A General investigational Plan (GIP) is a brief description of the overall plan for investigating the drug for the following year. It is a component of an IND application submitted to the US FDA to get approval for starting clinical trials and shipping unapproved drugs across state lines. Its purpose is to place the clinical development plan for the investigational new drug into perspective and helps FDA anticipate the needs of the future program.
The GIP contains the rationale for the drug or the specific study(ies); the indication(s) to be studied; the general approach for evaluating the drug; the kinds of clinical trials to be conducted in the first year following the submission (if plans are not developed for the entire year, this should be indicated) with the estimated number of patients; and any risks of particular severity or seriousness anticipated on the basis of toxicological data in animals or prior studies in humans with the drug or related drugs.

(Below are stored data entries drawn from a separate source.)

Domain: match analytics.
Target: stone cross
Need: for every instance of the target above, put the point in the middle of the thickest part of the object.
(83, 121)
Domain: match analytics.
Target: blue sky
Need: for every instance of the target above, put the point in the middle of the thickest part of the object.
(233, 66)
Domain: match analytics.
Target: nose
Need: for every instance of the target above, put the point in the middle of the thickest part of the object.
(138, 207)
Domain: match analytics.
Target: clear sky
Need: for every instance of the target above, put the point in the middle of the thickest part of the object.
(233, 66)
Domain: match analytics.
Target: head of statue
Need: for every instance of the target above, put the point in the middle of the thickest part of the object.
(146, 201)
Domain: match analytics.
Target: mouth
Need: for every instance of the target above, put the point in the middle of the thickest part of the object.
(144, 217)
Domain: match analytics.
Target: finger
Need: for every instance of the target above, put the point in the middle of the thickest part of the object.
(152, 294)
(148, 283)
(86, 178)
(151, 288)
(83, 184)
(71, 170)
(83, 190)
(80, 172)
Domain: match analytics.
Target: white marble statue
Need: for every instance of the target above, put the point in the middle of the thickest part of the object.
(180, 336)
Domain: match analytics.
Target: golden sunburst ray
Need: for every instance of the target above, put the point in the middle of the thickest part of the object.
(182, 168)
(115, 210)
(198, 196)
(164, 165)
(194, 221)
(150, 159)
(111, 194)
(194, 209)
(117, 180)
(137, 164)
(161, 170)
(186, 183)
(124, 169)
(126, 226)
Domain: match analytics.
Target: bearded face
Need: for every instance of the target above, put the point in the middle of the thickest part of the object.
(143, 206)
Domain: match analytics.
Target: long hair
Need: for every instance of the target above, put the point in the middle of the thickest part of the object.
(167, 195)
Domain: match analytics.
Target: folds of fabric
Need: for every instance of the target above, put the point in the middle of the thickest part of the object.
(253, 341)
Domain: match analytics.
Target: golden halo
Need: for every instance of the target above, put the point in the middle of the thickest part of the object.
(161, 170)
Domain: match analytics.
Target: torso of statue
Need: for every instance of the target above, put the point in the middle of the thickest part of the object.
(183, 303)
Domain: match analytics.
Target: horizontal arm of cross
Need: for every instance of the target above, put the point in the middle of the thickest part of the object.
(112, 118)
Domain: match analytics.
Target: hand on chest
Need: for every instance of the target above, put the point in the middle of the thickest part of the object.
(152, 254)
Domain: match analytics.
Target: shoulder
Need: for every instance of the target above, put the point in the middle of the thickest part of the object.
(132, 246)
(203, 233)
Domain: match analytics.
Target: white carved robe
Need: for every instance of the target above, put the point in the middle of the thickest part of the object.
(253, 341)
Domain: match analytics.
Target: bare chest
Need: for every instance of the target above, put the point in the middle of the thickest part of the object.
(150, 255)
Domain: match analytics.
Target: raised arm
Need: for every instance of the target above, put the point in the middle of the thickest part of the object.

The development of this document requires input from multiple functions. For initial IND applications, the parallel development of several other IND components might be a challenging factor.
The GIP will be updated annually as part of the IND Annual Report. A description of the GIP for the coming year will replace the one submitted 1 year earlier.
The Medical Writer can manage and coordinate the document development process (eg, write sections, circulate for review, implement comments), often in combination with the Previous Human Experience and the Investigator’s Brochure for an initial IND application, and can help to generate a clear, well-structured, and coherent document.